In a book which on paper I should have loved, three siblings fly in to Sikkim in Northern India, two from the US and one from the UK, to celebrate their grandmother’s 84th birthday. Two have gone against what would be traditionally expected of them (neither on purpose) but only one’s “error” is known; the other has made a “good” marriage but is desperately unhappy.

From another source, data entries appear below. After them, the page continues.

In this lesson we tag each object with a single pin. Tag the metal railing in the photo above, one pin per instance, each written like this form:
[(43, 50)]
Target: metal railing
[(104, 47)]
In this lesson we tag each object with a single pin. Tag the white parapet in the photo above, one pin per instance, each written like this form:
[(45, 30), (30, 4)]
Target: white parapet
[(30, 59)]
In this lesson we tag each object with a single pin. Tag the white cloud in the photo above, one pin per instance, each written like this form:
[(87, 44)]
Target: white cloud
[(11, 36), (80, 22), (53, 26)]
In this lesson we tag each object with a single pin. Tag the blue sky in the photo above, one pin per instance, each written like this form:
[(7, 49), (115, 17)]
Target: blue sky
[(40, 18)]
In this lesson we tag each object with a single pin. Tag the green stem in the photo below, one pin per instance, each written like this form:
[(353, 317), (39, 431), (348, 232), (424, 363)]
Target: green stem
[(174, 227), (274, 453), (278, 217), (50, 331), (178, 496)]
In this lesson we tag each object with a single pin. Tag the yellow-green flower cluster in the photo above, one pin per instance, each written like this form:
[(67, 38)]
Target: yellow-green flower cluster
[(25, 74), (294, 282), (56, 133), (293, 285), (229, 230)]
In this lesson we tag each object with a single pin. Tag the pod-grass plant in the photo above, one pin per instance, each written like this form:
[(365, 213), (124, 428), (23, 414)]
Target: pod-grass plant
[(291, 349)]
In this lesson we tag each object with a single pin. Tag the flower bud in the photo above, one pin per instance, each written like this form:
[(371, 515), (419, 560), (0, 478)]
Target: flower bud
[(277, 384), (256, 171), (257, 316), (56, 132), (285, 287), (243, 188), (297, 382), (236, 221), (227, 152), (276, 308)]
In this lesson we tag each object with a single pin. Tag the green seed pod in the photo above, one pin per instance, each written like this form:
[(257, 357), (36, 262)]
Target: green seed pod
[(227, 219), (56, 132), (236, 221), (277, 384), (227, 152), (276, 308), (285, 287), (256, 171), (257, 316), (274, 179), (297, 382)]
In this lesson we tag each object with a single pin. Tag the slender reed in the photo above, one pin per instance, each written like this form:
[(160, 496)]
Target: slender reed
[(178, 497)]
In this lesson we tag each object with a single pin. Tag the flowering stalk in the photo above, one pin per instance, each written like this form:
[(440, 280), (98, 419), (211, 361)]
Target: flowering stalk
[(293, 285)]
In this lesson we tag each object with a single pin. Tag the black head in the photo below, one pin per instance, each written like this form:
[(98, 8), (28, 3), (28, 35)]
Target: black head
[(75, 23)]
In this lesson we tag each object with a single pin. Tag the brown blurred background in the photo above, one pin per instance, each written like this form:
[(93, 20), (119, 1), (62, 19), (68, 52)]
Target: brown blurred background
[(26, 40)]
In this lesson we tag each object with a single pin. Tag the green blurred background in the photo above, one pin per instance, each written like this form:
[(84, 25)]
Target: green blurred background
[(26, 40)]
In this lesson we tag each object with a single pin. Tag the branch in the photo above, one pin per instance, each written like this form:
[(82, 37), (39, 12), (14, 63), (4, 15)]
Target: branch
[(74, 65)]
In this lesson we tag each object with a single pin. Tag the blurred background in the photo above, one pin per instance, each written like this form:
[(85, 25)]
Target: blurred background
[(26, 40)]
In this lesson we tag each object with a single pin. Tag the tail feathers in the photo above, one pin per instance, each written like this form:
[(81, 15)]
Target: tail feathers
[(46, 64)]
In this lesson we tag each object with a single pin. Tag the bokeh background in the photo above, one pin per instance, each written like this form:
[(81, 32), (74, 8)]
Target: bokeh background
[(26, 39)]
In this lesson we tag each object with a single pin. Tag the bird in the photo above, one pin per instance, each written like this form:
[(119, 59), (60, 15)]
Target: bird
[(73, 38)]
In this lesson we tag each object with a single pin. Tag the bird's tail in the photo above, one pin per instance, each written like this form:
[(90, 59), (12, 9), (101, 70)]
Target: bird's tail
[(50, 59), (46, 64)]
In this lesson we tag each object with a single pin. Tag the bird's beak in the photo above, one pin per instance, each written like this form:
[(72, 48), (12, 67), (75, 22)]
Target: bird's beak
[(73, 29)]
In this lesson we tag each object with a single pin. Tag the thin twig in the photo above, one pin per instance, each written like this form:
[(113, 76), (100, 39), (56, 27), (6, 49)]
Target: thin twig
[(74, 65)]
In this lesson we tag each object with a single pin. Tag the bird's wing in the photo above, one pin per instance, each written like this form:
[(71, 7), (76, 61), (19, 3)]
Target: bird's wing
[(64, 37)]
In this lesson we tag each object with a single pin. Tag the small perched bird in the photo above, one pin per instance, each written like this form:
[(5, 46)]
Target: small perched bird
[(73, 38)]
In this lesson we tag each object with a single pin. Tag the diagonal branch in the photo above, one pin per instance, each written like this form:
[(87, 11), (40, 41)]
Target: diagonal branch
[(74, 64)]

We learn a lot about the lives of Northern Indian hijras (the intersex/transgender/trans people who make their living dancing at weddings and other events, in this case a eunuch who uses feminine pronouns and is both exploited and exploiter; this group now has a legal position as the third gender in India), and the difficulties of the Nepali people and those calling for an independent Gorkhaland State (this I knew nothing about), but the book is made a bit uncomfortable-feeling, in my eyes, by the author being from that area and his own author character mining Prasanti for details of her hijra experience. There’s metafiction and then there’s weird grubbiness, somehow. This metafictional character and a really distasteful scene with another character which seemed only put in to echo a scene in the writer character’s book (told you!) really did undermine the book for me; I loved the Caucasian American character and especially the fact that he’s essentially unchanged by his experience in India, which I thought was subtle but very clever, but things don’t really resolve enough for the lover of a family intercultural saga book or in fact for other kinds of readers.

I think the book had too much it wanted to say and get across, and in the process, the characters, even though they should have had plenty to them, fell a bit flat. It was OK, but as it was on paper the perfect book for me, that wasn’t quite enough for me.

This was Book 10 in my #20BooksOfSummer project.


I’m currently reading Becky Wade’s “Run the World”, which is irresistibly about visiting different running cultures around the world and has already featured parkrun, and I’m going to save Gurjinder Basran’s “Everything Was Good-Bye” until the end of the project, after the Viragoes and Persephones, because it felt a bit too similar to this one in terms of culture clashes and unconventional marriages (which is why it was dropped in the first round of choices and only made it back in with the removal of “Accidental Apprentice”.